Hazine ve Maliye Bakanı Nureddin Nebati Twitter hesabından yaptığı açıklamada, toplam KKM’nin bütçeye maliyeti toplamda 95,3 milyar lira olduğunu, önümüzdeki periyotta de bütçe üzerinde önemli bir maliyet oluşturmasını beklemediklerini söyledi.
Nebatinin açıklamasında “Milletimize bugüne kadar kazandırdığımız asırlık eser ve hizmetleri gerçekleştirebilmiş olmamızın ardında sağlam bir irade ve ulusal bir stratejik akıl olduğu asla unutulmamalıdır. İktidarımız sürecinde adım adım inşa ettiğimiz, global ve mahallî ekonomik şoklar karşısında süratli toparlanabilme gücüne ve proaktif tahliller ortaya koyabilme olgunluğuna erişmiş güçlü ekonomik altyapı, siyasi istikrar ikliminin bir sonucudur.

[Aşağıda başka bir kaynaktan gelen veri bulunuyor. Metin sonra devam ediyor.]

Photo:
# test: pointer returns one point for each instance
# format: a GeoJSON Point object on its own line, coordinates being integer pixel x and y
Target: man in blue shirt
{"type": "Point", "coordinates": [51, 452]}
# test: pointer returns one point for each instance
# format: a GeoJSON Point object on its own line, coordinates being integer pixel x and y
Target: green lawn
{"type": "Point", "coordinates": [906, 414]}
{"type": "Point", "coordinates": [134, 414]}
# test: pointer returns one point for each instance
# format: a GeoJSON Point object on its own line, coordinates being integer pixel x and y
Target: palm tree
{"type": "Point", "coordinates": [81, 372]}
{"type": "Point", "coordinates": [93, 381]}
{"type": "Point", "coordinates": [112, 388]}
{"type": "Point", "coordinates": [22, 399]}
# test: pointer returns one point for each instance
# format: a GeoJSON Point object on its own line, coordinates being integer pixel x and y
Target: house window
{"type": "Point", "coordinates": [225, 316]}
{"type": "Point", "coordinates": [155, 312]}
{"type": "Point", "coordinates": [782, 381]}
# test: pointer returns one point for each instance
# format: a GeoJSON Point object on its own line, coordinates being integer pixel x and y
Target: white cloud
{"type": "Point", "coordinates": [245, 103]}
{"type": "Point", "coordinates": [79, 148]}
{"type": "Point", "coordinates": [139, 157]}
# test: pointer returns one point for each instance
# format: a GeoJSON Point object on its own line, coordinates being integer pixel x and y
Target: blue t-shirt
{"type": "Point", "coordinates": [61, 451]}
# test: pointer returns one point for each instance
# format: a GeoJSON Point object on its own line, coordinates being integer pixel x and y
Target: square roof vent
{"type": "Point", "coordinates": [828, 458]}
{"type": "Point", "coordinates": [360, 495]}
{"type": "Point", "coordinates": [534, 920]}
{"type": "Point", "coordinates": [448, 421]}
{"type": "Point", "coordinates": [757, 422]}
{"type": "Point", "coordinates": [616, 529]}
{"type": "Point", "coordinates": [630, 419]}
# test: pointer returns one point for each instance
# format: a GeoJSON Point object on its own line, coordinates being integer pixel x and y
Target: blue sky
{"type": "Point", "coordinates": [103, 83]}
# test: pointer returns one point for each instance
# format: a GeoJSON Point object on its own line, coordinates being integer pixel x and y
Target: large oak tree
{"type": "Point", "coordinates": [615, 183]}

Yüzyıla damga vuran da Türkiye vizyonunu oluşturan da işte bu çelik üzere kaynaşmış bütünlüktür.
Bilindiği üzere, Sayın Cumhurbaşkanımızın liderliğindeki AK Parti hükümetlerimiz, bugüne kadar bütçe disiplininden asla taviz vermeden, faiz masraflarının bütçe içindeki hissesini 2002’deki yüzde 43,2 düzeyinden bugün yüzde 10,6 düzeylerine kadar nasıl düşürebildiyse; nasıl ki oluşturduğu bu mali alan sayesinde ülkemize asırlık eser ve hizmetler kazandırabildiyse; Kur Muhafazalı Mevduat ve Katılma Hesapları (KKM) üzere yenilikçi enstrümanlarla da ekonomimize olumlu katkılar sunmaktadır.” tabirini kullandı.
“Döviz kurlarında istikrara katkı sağlandı”
KKM uygulamasının 2021 yılı sonunda döviz piyasalarında oluşturulan panik havası ve yüksek oynaklık sonucu devreye alındığını kaydeden Nebati “Böylece, kelam konusu devirdeki panik havası bertaraf edilmiş, döviz tevdiat hesaplarının toplam mevduat içindeki hissesi değerli bir oranda azaltılmış ve döviz kurlarında istikrara katkı sağlanmıştır. Ayrıyeten, KKM’nin TL mevduatların ortalama vadesinin uzamasına katkı sağlamasıyla bankacılık bölümünde vade uyumsuzluğu da azaltılmıştır. Bugün, toplam 2,3 trilyon liraya ulaşan KKM uygulamasının bütçeye maliyeti de giderek azalmaya devam etmiş, toplamda 95,3 milyar lira olarak gerçekleşmiştir. Faiz üst hududunun kaldırılmasıyla, önümüzdeki devirde de bütçe üzerinde önemli bir maliyet oluşturması beklentiler dahilinde değildir.” açıklamasını yaptı.
Nebati kelamlarını şöyle sürdürdü, KKM uygulaması devreye alınmamış olsaydı ve döviz kurundaki artış ve dalgalanma motamot devam etseydi; bunun ülkemiz dış borç stoku üzerindeki negatif tesiri yüksek olurdu ve gerçek piyasaların gelişimi de değerli ölçüde sekteye uğrardı. Üstelik bu durum, Rusya-Ukrayna Savaşı’nın tetiklemesiyle emtia fiyatlarında keskin artışların yaşandığı ve global finansal şartların giderek sıkılaştığı bir periyoda denk gelecekti. O şartlar altında, güç ve tüm öbür ithal girdilerde, ülkemizde gerçek kesimin maliyetleri çok daha fazla artar ve oluşan ek döviz gereksinimi için mevcut global finansal ortamda, gerçek bölümümüz yüksek maliyetlerle daha fazla borçlanmak meselesiyle karşı karşıya kalırdı.”